Secondo quanto reso noto dalla sua compagna il “Bel Rene”, 67 anni, è da sette anni gravemente malato di demenza senile.
Tra i tanti, enormi problemi creati dalla malattia, Maria Weller ha rivelato che Rene le scorse settimane era uscito di casa non riuscendo poi a trovare la strada per fare ritorno al suo domicilio sino a che i suoi concittadini di Pforzheim lo riaccompagnarono a destinazione.
Medaglia di bronzo ai mondiali di Belgrado 78, Weller rappresentò la Germania Ovest in occasione dei giochi di Montreal 76 e avrebbe dovuto fare altrettanto a Mosca 80 se nel frattempo non fosse arrivata la decisione del governo tedesco di boicottare le Olimpiadi moscovite.
Preso atto della situazione Weller passò professionista legandosi contrattualmente all’allora emergente impresario Wilfred Sauerland diventando, con il medio massimi Manfred Jasmann, l’indiscussa vedette delle sue riunioni.

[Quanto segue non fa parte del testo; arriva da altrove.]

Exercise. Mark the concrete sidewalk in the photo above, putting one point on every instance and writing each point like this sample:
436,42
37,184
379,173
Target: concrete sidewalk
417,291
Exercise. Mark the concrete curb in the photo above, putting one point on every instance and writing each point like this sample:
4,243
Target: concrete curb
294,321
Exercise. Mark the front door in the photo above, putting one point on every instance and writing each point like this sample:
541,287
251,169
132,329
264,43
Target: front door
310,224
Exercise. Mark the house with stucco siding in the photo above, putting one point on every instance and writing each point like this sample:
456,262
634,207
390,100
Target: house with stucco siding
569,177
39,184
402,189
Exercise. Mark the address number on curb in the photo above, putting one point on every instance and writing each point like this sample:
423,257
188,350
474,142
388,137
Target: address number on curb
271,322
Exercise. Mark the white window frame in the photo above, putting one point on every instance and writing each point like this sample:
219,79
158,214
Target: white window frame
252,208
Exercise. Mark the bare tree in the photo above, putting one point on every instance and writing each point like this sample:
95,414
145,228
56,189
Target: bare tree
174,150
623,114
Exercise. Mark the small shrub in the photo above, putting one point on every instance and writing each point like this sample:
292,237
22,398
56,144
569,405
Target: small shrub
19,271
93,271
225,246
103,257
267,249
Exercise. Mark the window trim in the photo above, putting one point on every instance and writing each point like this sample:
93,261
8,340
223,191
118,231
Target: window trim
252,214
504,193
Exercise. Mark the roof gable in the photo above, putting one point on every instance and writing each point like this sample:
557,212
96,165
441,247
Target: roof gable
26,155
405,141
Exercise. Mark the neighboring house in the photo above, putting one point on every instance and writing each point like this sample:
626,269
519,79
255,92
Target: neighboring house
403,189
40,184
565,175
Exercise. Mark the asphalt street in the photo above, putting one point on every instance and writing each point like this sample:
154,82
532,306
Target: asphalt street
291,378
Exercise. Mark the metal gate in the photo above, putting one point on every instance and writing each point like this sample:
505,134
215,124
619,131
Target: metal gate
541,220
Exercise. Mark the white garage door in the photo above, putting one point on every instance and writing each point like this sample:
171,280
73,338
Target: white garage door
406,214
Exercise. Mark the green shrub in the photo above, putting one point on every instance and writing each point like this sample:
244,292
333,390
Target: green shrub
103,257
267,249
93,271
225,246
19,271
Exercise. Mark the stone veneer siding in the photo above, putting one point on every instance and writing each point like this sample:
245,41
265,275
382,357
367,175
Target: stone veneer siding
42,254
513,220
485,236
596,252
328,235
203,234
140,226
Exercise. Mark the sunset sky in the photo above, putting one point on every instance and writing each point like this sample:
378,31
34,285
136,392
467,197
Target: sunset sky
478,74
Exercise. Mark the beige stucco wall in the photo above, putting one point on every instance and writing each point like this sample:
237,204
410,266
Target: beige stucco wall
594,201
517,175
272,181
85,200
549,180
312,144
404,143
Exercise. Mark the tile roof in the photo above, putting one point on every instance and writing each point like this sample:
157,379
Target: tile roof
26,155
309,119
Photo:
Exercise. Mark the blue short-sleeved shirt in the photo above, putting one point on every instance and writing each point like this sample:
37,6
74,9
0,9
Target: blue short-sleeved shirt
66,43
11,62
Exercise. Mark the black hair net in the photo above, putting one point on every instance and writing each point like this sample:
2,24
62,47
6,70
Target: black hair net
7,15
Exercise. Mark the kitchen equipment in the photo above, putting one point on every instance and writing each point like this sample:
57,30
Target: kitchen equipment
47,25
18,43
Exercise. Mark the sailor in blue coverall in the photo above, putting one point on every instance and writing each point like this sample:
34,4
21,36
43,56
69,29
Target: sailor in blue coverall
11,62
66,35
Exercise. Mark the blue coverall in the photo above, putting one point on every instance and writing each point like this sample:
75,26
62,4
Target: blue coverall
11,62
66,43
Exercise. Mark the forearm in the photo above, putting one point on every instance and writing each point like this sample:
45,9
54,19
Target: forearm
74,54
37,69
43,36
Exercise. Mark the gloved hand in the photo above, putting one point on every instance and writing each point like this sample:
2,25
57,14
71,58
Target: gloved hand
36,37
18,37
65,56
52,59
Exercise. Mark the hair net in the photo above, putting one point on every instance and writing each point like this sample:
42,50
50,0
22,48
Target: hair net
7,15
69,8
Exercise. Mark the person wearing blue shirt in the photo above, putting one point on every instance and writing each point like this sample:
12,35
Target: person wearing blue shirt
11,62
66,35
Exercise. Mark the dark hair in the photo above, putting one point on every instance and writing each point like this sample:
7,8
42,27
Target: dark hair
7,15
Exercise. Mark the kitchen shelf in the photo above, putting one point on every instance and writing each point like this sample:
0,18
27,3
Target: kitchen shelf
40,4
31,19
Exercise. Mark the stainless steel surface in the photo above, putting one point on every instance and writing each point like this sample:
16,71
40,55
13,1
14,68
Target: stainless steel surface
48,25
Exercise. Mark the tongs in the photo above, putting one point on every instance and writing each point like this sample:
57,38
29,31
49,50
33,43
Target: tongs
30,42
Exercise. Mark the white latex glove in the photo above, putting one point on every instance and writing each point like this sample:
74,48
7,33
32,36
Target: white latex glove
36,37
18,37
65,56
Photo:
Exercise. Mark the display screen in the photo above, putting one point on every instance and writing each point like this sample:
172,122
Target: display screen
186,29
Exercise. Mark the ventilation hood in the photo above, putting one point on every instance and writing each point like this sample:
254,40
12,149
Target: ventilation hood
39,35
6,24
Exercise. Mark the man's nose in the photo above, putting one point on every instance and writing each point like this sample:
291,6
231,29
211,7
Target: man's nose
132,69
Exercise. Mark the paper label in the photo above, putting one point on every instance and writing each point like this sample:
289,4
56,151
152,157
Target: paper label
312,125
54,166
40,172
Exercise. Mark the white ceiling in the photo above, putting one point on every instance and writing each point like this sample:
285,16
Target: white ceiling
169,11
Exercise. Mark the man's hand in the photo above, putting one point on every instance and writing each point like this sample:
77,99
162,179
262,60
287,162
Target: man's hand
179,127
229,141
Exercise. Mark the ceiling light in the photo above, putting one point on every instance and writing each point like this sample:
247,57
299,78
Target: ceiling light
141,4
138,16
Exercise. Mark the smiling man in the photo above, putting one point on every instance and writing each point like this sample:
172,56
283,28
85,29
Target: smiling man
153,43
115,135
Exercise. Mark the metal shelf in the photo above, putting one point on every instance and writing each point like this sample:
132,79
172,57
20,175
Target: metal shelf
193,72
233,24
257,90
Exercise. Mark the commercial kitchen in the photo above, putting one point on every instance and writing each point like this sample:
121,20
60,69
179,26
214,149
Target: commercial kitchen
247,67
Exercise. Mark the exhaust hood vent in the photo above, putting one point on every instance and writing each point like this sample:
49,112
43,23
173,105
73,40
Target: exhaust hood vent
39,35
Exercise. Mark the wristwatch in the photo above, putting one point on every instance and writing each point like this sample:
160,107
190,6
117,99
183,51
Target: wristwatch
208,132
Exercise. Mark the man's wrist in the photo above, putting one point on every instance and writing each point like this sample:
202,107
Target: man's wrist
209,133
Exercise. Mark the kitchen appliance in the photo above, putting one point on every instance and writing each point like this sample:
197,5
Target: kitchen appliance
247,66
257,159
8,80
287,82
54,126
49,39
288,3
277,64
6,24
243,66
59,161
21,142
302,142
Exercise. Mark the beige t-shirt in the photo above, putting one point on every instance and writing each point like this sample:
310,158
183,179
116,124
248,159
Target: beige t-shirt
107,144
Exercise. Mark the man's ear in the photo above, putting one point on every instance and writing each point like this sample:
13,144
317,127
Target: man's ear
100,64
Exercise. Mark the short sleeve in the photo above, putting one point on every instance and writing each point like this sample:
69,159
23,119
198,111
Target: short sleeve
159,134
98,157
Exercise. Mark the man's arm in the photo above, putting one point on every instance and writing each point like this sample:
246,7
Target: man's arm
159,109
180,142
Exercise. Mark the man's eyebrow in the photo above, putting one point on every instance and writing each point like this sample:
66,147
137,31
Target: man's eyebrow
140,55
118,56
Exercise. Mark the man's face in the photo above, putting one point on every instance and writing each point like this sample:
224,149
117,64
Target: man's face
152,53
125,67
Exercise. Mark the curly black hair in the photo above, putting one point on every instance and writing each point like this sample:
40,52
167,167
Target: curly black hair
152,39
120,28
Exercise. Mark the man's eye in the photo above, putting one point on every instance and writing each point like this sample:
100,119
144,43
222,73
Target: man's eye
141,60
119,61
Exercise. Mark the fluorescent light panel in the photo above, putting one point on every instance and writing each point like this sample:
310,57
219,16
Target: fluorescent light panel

Assieme a Graziano Rocchiggiani fu il precursore del boom del pugilato tedesco che arrivò con la caduta del muro di Berlino e il passaggio al professionismo di Henry Maske e di gran parte dei componenti della squadra nazionale della Germania Est.
Amante della bella vita, da lui ostentata in numerose occasioni, playboy incallito, Weller combattè una prima volta per il titolo europeo nel 1983 a Brolo in Sicilia contro Lucio Cusma.
Il pugile modenese ottenne un verdetto di parità, abbastanza casalingo, grazie ad un atterramento del pugile tedesco nel corso della dodicesima ripresa.
Per Cusma non ci fu nulla da fare nel match di rivincita disputato nel 1984 a Francoforte e vinto da Weller con un verdetto unanime ai punti.
Il “Bel Rene” difese il titolo in quattro occasioni prima di lasciarlo nelle mani del danese Gert Bo Jacobsen che nel 1986 a Randers (Dan) lo sconfisse per intervento medico alla ottava ripresa.
Nel 1988 tornò in possesso del titolo europeo battendo a Karlhure il francese Jose Maillot.
Nonostante l’enorme popolarità che godeva in Germania e il sostegno organizzato di Sauerland non ebbe mai l’occasione di combattere per il titolo mondiale.
Oltre ai due incontri disputati con Lucio Cusma, Weller nel corso della sua carriera affrontò altri due pugili italiani vale a dire Potito Di Muro e Bruno De Montis.